To this end, we are developing a comprehensive procedure that, starting from a set of potential miRNAs, identifies a more powerful and parsimonious composite score. Briefly, the best combination of the potential miRNAs is reached by resorting to penalised maximum likelihood estimation (PMLE) regression methods (Harrell, 2001) that can provide more reliable results in the presence of large numbers of input variables. A more parsimonious final model was then obtained using a step-down procedure as suggested by Ambler .

As example, for illustration purpose only, we applied our procedure in a similar context of Shin , to data on circulating miRNAs in plasma from 20 hepatocellular carcinoma (HCC) patients and 20 healthy donors (GSE50013) retrieved from the Gene Expression Omnibus database (http://www.ncbi.nlm.nih.gov/gds). By applying our NqA algorithm (Verderio ), four miRNAs were identified as potential diagnostic biomarkers for HCC. As reported in Table 1, the AUC value observed for each of these miRNAs ranged from 0.739 to 0.841. Interestingly, by combining these miRNAs with the PMLE approach, we observed a sensible increment of the predictive capability with an AUC value of 0.953. In addition, we obtained a more parsimonious model based only on three miRNAs (AUC=0.923) without the loss of discriminatory power. A similar AUC value (AUC=0.920) was observed by applying the least absolute shrinkage and selection operator (LASSO) method (Tibshirani, 1996). Notably, the two approaches retained the same three miRNAs.

Table 1

Estimated AUC and 95% confidence interval (CI) of the considered model

Model	AUC (95%CI)
Univariate logistic models
hsa-miR-1274B-002884	0.761 (0.606; 0.916)
hsa-miR-483-5p-4395449	0.841 (0.722; 0.961)
MammU6-4395470	0.811 (0.677; 0.946)
U6 snRNA-001973	0.739 (0.585; 0.893)
Multivariate logistic models
Full PMLEa	0.953 (0.893; 1.000)
Reduced PMLEa	0.923 (0.845; 1.000)
LASSOb	0.920 (0.841; 0.999)

Penalised maximum likelihood estimation.

Least absolute shrinkage and selection operator.
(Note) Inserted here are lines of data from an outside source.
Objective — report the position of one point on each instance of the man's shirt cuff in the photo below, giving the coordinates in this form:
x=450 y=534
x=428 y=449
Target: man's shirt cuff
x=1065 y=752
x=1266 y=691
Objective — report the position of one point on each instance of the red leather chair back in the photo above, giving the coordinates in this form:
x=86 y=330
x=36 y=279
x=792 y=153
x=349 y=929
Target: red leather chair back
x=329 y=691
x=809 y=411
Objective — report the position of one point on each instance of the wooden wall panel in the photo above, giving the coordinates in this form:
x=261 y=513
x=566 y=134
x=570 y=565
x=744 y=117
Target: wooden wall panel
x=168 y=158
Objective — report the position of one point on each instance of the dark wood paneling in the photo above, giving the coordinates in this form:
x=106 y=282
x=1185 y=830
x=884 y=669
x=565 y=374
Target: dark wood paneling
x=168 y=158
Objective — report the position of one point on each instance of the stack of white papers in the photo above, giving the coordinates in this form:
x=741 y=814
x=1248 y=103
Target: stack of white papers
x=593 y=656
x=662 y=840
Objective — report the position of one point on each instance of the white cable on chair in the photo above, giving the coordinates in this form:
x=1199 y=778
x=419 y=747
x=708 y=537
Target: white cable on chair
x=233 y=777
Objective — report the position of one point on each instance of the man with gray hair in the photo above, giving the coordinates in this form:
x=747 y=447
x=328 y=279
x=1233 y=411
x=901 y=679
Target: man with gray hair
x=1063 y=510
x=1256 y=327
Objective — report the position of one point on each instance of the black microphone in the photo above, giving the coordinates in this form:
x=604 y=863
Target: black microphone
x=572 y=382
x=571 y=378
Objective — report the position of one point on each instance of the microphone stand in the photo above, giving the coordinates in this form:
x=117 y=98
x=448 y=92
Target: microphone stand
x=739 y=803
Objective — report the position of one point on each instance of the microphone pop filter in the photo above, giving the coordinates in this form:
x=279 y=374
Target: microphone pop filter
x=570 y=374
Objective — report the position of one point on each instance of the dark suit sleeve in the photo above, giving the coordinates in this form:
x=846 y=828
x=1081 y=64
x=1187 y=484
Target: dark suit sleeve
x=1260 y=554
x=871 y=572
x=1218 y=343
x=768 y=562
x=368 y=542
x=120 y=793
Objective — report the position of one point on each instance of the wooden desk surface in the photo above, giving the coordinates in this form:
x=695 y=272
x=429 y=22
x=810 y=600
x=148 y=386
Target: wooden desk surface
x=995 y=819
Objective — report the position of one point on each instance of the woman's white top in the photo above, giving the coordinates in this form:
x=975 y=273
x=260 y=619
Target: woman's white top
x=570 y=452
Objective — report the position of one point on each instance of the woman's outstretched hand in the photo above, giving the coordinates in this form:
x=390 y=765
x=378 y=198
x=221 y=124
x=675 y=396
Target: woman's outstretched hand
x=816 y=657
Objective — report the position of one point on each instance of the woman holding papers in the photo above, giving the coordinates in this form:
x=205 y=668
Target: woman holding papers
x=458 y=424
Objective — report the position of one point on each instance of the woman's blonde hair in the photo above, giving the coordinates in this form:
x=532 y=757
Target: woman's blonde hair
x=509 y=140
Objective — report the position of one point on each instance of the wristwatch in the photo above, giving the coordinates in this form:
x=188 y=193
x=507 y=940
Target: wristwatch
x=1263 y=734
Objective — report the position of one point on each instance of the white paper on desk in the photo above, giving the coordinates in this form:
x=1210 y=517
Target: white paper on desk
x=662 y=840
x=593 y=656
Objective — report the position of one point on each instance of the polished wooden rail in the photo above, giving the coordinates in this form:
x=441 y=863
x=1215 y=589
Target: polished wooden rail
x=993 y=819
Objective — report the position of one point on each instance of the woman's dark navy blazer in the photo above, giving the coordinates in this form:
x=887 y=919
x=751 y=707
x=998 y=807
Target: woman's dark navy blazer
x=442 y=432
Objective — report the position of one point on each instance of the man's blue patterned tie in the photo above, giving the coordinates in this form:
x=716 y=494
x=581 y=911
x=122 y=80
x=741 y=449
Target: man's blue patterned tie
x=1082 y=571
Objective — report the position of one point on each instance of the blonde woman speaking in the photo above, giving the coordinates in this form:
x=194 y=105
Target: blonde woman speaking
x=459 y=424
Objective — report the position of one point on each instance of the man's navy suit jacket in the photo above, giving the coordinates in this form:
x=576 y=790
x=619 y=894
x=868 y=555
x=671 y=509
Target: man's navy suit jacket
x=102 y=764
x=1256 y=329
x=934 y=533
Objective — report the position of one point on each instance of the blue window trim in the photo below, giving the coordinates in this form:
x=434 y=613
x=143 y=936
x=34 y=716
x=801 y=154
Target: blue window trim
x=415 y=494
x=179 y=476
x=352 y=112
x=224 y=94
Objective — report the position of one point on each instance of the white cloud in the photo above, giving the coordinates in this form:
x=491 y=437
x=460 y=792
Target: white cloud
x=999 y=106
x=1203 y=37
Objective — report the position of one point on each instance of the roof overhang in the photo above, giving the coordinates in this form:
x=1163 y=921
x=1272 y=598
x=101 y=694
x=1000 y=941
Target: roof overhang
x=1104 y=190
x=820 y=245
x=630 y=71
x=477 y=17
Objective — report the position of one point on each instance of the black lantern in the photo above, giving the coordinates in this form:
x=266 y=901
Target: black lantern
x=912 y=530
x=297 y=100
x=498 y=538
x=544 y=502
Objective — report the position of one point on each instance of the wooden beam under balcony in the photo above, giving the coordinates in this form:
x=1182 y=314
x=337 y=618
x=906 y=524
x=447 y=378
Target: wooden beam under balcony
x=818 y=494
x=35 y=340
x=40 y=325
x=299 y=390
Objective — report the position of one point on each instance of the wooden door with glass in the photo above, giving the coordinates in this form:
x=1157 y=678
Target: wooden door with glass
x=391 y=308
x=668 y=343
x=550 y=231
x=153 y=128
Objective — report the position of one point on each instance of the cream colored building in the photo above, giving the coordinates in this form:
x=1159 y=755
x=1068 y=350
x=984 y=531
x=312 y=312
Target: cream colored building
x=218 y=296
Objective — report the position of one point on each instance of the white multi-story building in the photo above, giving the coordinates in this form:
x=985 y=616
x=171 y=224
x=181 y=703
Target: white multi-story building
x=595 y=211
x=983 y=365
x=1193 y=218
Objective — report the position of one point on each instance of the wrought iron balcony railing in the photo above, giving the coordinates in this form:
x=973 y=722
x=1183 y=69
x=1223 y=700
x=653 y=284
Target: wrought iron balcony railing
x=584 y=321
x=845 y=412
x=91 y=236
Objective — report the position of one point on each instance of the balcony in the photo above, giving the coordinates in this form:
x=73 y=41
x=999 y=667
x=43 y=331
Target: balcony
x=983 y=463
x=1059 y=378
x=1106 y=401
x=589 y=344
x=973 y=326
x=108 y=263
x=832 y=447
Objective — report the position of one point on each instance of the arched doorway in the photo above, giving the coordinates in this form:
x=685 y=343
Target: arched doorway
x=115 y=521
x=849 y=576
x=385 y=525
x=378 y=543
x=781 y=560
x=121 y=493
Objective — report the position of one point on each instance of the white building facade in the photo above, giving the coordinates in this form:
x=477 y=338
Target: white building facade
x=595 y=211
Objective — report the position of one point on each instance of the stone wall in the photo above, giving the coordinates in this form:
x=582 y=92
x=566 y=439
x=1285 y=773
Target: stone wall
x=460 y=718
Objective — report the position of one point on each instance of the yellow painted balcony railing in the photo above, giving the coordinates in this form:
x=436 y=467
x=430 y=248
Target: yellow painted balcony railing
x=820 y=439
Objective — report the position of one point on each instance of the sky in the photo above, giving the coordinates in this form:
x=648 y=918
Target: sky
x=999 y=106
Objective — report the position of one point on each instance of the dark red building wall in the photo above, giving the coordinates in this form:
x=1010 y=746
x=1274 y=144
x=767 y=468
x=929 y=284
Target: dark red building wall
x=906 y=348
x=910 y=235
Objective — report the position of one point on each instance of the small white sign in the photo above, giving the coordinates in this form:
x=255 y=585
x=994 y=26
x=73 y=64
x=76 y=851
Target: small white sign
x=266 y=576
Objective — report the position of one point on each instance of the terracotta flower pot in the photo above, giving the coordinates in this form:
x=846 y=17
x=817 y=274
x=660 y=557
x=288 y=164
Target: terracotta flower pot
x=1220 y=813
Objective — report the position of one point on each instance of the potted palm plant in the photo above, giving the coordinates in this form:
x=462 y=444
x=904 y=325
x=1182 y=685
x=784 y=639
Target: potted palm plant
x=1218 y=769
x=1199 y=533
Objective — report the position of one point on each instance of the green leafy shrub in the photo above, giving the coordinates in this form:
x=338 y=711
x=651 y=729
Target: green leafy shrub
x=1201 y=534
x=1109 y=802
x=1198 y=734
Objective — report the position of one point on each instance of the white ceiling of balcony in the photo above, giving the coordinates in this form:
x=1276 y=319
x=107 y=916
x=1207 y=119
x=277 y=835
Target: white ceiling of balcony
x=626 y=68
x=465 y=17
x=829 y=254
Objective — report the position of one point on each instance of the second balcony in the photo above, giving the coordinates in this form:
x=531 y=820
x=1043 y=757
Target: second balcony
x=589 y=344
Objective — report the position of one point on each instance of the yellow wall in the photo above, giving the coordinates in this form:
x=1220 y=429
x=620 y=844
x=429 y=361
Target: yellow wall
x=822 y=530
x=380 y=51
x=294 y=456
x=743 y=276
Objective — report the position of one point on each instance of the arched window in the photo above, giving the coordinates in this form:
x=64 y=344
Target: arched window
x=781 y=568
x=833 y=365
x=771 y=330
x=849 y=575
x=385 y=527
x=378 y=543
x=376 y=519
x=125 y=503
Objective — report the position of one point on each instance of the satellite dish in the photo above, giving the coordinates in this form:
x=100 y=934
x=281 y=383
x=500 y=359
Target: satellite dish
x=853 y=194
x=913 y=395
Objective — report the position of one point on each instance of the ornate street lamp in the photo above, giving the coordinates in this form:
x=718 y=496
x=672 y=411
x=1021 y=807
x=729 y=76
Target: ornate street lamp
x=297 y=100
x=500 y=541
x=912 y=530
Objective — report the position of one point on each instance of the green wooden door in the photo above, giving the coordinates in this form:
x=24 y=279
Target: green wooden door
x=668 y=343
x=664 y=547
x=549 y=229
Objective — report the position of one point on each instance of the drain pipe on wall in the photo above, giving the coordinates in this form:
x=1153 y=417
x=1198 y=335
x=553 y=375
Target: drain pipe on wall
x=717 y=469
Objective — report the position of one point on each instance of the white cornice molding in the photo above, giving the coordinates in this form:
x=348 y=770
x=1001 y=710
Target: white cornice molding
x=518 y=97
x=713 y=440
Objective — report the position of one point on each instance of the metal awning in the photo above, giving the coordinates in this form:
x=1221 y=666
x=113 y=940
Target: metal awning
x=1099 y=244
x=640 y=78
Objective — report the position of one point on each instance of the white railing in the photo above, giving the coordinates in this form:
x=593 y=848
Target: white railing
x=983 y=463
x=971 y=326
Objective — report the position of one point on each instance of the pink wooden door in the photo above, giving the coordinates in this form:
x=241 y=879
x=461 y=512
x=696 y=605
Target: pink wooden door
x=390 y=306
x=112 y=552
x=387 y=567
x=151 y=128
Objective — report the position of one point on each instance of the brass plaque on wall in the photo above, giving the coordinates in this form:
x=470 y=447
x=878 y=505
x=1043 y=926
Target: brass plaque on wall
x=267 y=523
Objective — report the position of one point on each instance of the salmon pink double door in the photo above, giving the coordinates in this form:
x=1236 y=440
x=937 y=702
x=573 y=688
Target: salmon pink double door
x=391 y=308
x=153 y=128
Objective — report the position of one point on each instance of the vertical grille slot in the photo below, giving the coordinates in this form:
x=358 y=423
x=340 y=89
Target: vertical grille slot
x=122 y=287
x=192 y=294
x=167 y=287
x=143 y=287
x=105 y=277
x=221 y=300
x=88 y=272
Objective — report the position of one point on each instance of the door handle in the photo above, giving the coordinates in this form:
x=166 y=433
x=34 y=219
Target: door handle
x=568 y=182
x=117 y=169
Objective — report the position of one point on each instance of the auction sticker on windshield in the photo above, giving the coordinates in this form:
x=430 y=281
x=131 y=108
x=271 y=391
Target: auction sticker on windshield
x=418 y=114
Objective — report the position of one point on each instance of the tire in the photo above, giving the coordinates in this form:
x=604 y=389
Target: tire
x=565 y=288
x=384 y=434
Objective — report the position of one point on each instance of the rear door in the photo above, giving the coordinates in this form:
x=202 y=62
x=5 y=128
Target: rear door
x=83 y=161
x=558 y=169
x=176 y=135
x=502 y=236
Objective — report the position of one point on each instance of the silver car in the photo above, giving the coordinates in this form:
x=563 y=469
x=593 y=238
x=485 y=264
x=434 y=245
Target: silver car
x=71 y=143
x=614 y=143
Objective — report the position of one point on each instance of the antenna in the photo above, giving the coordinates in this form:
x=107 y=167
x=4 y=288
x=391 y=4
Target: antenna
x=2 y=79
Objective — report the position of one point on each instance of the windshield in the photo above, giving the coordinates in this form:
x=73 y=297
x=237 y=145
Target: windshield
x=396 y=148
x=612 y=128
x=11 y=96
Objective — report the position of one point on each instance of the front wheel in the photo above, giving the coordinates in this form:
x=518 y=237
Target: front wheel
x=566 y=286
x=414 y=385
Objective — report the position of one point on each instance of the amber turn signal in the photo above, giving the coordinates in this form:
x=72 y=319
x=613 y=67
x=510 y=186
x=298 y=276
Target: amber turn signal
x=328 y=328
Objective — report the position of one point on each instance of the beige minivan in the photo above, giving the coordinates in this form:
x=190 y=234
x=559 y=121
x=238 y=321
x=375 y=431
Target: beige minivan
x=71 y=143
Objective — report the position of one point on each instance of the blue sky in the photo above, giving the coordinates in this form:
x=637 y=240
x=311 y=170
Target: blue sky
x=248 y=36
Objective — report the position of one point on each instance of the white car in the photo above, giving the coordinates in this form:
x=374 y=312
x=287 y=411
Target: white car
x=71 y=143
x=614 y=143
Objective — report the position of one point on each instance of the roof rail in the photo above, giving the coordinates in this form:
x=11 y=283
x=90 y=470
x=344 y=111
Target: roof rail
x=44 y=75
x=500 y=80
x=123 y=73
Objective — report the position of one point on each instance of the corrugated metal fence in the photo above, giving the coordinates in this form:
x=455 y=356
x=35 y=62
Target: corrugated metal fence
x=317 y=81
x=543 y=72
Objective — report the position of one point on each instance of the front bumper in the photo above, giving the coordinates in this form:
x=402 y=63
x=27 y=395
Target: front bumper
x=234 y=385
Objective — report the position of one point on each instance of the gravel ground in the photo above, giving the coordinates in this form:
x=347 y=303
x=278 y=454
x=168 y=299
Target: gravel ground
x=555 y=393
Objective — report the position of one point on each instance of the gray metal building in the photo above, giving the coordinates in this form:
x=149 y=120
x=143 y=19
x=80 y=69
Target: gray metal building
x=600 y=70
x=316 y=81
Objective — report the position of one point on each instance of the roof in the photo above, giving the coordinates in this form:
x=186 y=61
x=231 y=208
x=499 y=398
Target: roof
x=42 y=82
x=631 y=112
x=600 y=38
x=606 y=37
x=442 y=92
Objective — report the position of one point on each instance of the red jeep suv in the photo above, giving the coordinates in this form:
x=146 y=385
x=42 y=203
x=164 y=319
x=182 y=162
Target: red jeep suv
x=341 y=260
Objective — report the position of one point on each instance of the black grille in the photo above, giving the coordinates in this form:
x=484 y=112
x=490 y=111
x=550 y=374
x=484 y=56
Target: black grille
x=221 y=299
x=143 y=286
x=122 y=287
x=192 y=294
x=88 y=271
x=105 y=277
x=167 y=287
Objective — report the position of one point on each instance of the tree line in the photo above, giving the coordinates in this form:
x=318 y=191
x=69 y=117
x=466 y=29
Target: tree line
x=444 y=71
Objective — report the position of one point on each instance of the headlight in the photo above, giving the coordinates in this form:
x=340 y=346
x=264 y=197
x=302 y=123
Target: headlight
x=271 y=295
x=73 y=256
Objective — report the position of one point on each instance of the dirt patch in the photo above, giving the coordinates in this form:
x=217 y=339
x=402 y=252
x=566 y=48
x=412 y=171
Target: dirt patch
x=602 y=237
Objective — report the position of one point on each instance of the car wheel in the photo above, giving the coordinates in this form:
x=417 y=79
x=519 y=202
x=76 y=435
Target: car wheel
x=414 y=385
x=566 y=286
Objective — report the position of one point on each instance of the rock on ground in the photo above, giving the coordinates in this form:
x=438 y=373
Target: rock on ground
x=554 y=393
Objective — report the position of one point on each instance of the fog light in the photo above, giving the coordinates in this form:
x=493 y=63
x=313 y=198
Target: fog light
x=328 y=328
In conclusion, this example shows that a more appropriate way to get the information for the evaluation of miRNAs as biomarkers could be interpreting their predictive role in a multivariate fashion or following Collins , that ‘Prediction is inherently multivariable'.

This suggests the need of resorting to statistical procedures, generally based on advanced methods, in order to properly embrace the complexity of the data with the ultimate aim of better predicting the presence/absence of disease.